Branding and Adapting to Change
So how have the Cheerios marketers adapted tho this change? Well, there is a big challenge in that many (if not most) people probably don’t realize that Cheerios are made from oats. Whether that’s important or not depends on the time; recently, when oats became associated with lowering cholesterol, the company emphasized that feature of the product. When oats are less of a selling point, that is de-emphasized.
The more abstract name actually gives them more flexibility. For instance, “Multi Grain Cheerios” are mostly corn and wheat, not oats. It would be hard to extend the brand in that way with the old name “Cheerioats.”
Ironically, Quaker Oats has come out with its own oval-shaped cereal, Quaker Oh’s. So it’s all come full circle.

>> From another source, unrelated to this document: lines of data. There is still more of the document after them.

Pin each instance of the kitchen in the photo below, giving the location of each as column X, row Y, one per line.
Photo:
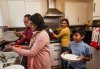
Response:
column 79, row 13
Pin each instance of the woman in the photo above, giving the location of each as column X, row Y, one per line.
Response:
column 64, row 35
column 38, row 52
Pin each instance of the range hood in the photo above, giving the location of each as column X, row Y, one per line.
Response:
column 52, row 11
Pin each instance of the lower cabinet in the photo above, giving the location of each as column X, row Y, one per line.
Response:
column 55, row 50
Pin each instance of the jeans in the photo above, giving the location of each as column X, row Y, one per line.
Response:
column 64, row 64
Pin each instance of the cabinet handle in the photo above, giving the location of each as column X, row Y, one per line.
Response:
column 78, row 18
column 94, row 7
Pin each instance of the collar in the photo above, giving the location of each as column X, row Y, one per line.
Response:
column 79, row 43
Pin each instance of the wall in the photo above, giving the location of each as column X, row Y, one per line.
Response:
column 4, row 11
column 90, row 12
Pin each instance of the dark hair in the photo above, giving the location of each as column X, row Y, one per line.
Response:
column 81, row 31
column 37, row 19
column 27, row 15
column 66, row 21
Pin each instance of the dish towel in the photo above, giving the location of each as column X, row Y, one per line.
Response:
column 95, row 41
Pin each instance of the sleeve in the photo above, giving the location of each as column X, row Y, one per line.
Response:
column 88, row 50
column 20, row 41
column 62, row 32
column 36, row 48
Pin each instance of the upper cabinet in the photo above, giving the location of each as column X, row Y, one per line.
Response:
column 18, row 8
column 96, row 9
column 76, row 12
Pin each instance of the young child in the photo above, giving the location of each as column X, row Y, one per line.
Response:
column 79, row 48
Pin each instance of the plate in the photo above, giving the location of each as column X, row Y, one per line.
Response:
column 10, row 36
column 70, row 57
column 14, row 67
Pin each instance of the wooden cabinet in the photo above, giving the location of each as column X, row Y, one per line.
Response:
column 96, row 9
column 55, row 51
column 18, row 8
column 76, row 12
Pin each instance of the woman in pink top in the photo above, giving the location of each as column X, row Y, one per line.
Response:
column 38, row 52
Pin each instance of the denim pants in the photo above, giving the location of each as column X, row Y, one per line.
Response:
column 64, row 64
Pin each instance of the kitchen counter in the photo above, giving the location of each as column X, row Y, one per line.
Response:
column 55, row 41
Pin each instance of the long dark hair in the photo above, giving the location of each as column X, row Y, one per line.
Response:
column 38, row 20
column 66, row 21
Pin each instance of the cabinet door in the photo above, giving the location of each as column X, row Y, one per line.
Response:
column 96, row 9
column 82, row 12
column 55, row 51
column 1, row 23
column 16, row 12
column 76, row 12
column 33, row 7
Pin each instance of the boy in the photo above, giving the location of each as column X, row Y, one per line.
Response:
column 79, row 48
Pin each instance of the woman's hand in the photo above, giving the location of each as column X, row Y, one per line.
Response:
column 7, row 49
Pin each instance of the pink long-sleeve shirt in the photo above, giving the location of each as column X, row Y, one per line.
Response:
column 38, row 55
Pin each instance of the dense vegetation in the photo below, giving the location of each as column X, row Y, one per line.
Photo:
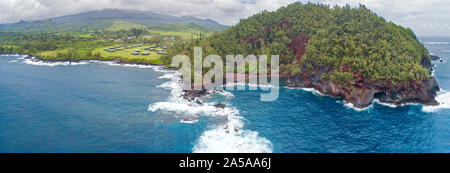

Using Productive Morphemes as a Branding Tool
Often companies find themselves with a productive morpheme they can turn into a powerful branding asset. McDonald’s is the classic example, using the prefix “Mc” on such diverse products as Chicken McNuggets, McRib sandwiches, McCafé drinks, and McGriddle pancakes. So when they came to Catchword looking to introduce their new chicken sandwich, it was only natural for us to suggest building on that brand equity with the McBistro Chicken sandwich.
Apple’s done something similar with its “i” brands (always in lowercase). With the popularity of the iPod, iPhone, and iPad, it’s easy to forget that the “i” prefix first made a splash with the iMac. Though this prefix isn’t unique to Apple, once they built up the brand equity, it was only natural to continue using it for new products.
Conclusion: Branding in Flux
Brands must adapt to survive. To thrive, it is important for marketers to seize on strengths and exploit them. Sometimes it’s calculated, like Apple’s “i” product line, and sometimes it can be forced on you, like the name change to Cheerios. Just as linguists track changes to languages, brand strategists need to track the meaning and impact of their brands as they change and develop over time.